I stumbled upon Elizabeth McKenzie’s art through Instagram. Her unique, old-school, watercolour style caught my eye and conjured up a sense of nostalgia reminiscent of Charles Schulz’s Charlie Brown and the Peanuts Gang and Jim Watterson’s Calvin and Hobbes.
The details like untied shoelaces, little critters and nature, and the big eyed images of her central characters hark back to times of innocence and freedom. Combine that with a wonderful flair for colour and gradients, and there are plenty of things to look over when you examine one of her pieces of art.
I fell in love with her creations and was always eager to see what new image of magic she would capture on canvas and post on Instagram. Her body of work demonstrated the joy and passion of an artist with a glorious imagination, and I found myself inspired to dream up stories.

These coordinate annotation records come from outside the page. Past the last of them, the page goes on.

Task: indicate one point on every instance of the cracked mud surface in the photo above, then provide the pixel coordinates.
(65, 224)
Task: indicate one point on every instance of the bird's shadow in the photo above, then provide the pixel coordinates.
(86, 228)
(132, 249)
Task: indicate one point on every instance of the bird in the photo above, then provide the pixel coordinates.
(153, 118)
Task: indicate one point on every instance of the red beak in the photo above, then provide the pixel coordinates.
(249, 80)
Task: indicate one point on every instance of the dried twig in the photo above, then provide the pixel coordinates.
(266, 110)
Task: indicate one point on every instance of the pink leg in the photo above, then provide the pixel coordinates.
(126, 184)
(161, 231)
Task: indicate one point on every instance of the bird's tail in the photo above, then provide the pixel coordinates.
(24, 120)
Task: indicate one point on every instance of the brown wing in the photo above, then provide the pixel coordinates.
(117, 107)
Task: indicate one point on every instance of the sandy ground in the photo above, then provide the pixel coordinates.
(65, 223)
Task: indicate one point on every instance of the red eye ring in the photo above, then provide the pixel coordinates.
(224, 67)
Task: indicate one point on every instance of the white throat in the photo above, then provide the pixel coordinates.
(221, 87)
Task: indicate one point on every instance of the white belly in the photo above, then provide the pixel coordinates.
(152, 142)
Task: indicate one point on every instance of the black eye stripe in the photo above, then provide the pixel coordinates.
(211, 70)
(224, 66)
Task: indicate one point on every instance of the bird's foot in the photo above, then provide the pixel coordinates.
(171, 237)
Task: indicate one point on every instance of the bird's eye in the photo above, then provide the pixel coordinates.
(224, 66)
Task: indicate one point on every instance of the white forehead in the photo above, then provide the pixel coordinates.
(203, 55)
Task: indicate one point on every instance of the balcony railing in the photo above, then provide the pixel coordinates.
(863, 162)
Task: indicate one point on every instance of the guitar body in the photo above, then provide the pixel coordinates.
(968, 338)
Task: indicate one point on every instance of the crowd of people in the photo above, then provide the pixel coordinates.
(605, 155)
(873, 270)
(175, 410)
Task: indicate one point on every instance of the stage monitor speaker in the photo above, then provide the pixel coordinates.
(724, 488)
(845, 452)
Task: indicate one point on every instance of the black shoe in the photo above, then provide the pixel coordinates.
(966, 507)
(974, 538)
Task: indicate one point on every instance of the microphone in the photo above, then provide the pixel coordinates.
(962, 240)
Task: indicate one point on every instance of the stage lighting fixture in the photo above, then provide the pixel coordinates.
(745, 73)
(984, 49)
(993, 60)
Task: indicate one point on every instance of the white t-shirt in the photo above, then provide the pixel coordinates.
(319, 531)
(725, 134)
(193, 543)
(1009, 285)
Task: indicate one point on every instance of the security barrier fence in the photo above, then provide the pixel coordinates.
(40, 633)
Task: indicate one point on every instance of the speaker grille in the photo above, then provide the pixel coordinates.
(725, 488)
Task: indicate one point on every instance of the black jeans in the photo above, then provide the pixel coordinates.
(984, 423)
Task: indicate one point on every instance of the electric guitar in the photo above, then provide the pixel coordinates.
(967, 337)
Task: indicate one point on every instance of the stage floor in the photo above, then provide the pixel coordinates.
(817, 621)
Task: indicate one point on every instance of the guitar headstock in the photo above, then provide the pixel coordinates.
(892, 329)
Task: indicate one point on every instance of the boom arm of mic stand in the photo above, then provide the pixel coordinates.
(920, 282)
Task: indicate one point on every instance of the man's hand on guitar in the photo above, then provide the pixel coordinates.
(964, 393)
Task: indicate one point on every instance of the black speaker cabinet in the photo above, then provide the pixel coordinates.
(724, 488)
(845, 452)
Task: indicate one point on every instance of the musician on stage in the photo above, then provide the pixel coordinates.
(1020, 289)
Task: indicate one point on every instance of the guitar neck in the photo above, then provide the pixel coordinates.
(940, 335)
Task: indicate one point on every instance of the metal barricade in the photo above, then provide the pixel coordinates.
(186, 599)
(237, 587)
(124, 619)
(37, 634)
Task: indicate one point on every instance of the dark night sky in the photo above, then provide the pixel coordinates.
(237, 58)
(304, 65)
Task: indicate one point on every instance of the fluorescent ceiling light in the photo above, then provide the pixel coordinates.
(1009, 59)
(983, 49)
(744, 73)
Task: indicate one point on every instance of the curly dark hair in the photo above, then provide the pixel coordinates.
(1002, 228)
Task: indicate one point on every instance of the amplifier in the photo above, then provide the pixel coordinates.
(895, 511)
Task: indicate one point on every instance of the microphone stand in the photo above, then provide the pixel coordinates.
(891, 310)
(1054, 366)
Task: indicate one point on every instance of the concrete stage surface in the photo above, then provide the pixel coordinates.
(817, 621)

When we started commenting on each other’s work, and developing a rapport that focused on our creativity, it became easy to find inspiration. Looking back, it now feels it was inevitable that we would work together if the opportunity arose.
When it did, there was no hesitation, and I’m happy to say that the fruits of our labour is the release of our first junior fiction novel – “Freyja and the Brisingamen Necklace”. The origins of our collaboration was posted on my blog.
The artistic gene runs deep in Liz’s family as both her son, Mac Blackout, and daughter-in-law, Alison McKenzie, are also in the industry. Together they had an art exhibition in Chicago on Oct 2018 to display their family work. It was a remarkable and wonderful achievement.
I feel privileged to have met Liz, and her ability to tap into her ‘inner child’ is something we should never lose and always allow to shine. Our friendship is one that I will treasure forever. Liz demonstrates that age is no barrier to creativity, and I can hold on to that for every step I take on my own journey in creative writing and story telling.